Monday, June 27, 2016

Last Call For Messing With Texas

The Supreme Court finished off the 2015-2016 term today with a 5-3 decision finding Texas's TRAP laws unconstitutional.

Passed in 2013, the law said clinics providing abortion services must meet the same building standards as ambulatory surgical centers. And it required doctors performing abortions to have admitting privileges at nearby hospitals. 
Since the law was passed, the number of clinics providing abortion services in Texas dropped to 19 from 42. Opponents said that number would fall to ten if the Supreme Court upheld the law. 
The Center for Reproductive Rights called the law "an absolute sham," arguing that abortion patients rarely require hospitalization and that many patients simply take two pills. 
Justice Stephen G. Breyer in writing the majority opinion said "neither of these provisions offers medical benefits sufficient to justify the burdens upon access that each imposes. Each places a substantial obstacle in the path of women seeking a pre-viability abortion, each constitutes an undue burden on abortion access, and each violates the Federal Constitution."

The question now turns to states with similar laws restricting abortion clinics through regulation of hospital admission privileges and surgery center layouts, most notably Ohio, where these same laws are threatening to shutter Cincinnati and Dayton's last two remaining abortion providers. Think Progress breaks down the beatdown:

As Breyer notes, the admitting privileges requirement is a solution in search of a problem. As the trial court determined in this case, “[t]he great weight of evidence demonstrates that, before the act’s passage, abortion in Texas was extremely safe with particularly low rates of serious complications and virtually no deaths occurring on account of the procedure.” Accordingly, “there was no significant health-related problem that the new law helped to cure.” 
Indeed, when Texas’ solicitor general was “directly asked at oral argument whether Texas knew of a single instance in which the new requirement would have helped even one woman obtain better treatment, Texas admitted that there was no evidence in the record of such a case.” 
A significant reason why the admitting privileges requirement imposes such a heavy burden on abortion providers is that many hospitals require doctors to actually admit a certain number of patients in order to maintain those privileges. But abortion doctors rarely have a reason to do so. One clinic, for example, performed over 17,000 abortions over a decade, and “not a single one of those patients had to be transferred to a hospital for emergency treatment, much less admitted to the hospital.” Thus, Breyer writes, “doctors would be unable to maintain admitting privileges or obtain those privileges for the future, because the fact that abortions are so safe meant that providers were unlikely to have any patients to admit.” 
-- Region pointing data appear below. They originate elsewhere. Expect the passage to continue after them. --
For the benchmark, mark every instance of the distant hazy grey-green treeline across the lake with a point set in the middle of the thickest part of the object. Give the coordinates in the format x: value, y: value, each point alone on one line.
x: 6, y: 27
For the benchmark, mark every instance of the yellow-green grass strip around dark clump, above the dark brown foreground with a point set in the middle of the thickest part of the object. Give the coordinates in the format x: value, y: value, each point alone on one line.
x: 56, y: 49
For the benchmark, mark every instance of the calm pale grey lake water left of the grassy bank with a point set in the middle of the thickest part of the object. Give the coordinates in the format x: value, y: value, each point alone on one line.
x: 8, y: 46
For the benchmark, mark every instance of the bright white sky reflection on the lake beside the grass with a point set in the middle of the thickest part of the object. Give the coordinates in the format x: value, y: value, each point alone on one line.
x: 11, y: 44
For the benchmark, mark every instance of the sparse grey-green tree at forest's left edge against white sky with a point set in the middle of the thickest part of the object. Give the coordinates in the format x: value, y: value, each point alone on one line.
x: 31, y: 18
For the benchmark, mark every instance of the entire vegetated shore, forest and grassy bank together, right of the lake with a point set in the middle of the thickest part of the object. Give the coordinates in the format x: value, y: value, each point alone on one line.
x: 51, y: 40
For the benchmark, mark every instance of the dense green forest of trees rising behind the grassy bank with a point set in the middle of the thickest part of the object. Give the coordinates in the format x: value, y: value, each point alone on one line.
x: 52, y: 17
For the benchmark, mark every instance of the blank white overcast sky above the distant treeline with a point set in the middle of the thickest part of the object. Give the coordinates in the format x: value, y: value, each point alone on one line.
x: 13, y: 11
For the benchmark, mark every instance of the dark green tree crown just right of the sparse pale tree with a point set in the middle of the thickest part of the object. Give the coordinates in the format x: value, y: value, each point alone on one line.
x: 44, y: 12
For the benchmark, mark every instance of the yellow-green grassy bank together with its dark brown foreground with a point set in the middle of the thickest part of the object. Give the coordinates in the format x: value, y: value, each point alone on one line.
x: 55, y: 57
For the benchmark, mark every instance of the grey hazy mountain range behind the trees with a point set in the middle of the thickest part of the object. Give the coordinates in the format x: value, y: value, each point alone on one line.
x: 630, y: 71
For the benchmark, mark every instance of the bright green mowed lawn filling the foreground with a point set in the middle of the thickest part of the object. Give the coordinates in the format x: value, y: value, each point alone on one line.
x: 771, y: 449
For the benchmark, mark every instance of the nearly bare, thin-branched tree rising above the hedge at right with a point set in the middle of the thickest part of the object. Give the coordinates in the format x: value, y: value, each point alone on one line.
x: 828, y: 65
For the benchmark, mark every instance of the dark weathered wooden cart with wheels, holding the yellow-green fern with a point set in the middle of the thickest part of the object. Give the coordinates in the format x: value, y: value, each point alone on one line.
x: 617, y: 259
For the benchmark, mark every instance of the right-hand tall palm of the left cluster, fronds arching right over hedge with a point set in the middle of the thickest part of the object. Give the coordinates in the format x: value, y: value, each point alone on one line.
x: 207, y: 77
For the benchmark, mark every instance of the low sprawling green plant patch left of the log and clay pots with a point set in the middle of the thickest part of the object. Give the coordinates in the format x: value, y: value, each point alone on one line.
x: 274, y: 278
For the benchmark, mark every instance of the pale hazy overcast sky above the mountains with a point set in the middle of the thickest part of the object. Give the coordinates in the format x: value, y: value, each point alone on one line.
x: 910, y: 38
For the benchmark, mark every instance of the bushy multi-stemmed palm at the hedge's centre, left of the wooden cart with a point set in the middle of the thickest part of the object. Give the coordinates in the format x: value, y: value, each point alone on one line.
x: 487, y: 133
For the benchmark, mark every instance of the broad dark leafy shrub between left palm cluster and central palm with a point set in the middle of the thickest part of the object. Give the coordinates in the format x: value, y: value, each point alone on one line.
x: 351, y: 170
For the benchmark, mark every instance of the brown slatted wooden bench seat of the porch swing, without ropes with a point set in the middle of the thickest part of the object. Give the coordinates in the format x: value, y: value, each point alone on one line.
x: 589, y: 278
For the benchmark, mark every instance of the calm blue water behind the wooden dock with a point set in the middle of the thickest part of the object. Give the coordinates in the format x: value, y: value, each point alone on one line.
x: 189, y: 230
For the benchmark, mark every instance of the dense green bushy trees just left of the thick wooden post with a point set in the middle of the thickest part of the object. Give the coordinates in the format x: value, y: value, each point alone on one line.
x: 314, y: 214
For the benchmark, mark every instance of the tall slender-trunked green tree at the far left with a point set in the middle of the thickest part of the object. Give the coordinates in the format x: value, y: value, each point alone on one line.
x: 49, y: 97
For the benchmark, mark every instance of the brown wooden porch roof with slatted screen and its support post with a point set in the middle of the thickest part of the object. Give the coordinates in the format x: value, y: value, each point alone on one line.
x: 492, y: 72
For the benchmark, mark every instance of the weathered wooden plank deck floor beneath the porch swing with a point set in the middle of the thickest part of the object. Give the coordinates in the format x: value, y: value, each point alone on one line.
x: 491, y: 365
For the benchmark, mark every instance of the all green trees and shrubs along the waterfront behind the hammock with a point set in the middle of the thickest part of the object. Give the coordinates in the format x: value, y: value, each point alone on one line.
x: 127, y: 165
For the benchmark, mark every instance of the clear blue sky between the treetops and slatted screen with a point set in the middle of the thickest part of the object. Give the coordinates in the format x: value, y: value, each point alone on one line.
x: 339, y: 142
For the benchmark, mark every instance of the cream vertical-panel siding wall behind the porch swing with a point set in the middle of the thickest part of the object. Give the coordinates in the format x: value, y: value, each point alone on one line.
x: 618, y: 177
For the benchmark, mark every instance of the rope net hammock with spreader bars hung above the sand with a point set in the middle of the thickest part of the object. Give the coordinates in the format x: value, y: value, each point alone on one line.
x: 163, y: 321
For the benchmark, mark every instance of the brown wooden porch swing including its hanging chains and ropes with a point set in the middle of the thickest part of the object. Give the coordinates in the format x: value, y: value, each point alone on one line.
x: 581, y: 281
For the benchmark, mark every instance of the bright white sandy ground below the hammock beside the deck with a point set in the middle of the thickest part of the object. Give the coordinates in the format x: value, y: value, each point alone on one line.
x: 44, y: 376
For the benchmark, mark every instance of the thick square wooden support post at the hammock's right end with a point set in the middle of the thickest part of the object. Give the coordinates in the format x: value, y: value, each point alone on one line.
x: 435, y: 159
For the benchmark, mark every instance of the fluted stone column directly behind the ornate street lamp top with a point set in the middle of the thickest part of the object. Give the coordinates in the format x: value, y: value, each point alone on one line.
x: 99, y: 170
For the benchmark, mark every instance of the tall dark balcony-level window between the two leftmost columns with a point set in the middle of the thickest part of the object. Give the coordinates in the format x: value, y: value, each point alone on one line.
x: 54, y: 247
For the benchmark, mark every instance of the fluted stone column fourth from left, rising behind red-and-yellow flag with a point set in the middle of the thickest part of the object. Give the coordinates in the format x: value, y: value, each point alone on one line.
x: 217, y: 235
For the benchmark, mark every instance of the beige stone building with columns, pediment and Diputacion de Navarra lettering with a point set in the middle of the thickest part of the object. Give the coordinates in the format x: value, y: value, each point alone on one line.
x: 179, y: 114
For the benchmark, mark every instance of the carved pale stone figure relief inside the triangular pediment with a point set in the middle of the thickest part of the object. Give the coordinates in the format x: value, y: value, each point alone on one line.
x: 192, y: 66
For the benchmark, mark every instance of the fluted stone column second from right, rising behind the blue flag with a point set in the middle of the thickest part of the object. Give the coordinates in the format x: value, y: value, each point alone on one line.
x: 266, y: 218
I don't see how John Kasich's TRAP laws survive in Ohio in the wake of Breyer's ruling, and we'll see how it plays out, but the damage has largely already been done as a result.  Texas still will have lost half its abortion providers, as will Ohio.

I'm pretty sure it's a gamble Republicans were willing to take, and we'll just move on to the next set of regulations that red states will come up with to close clinics.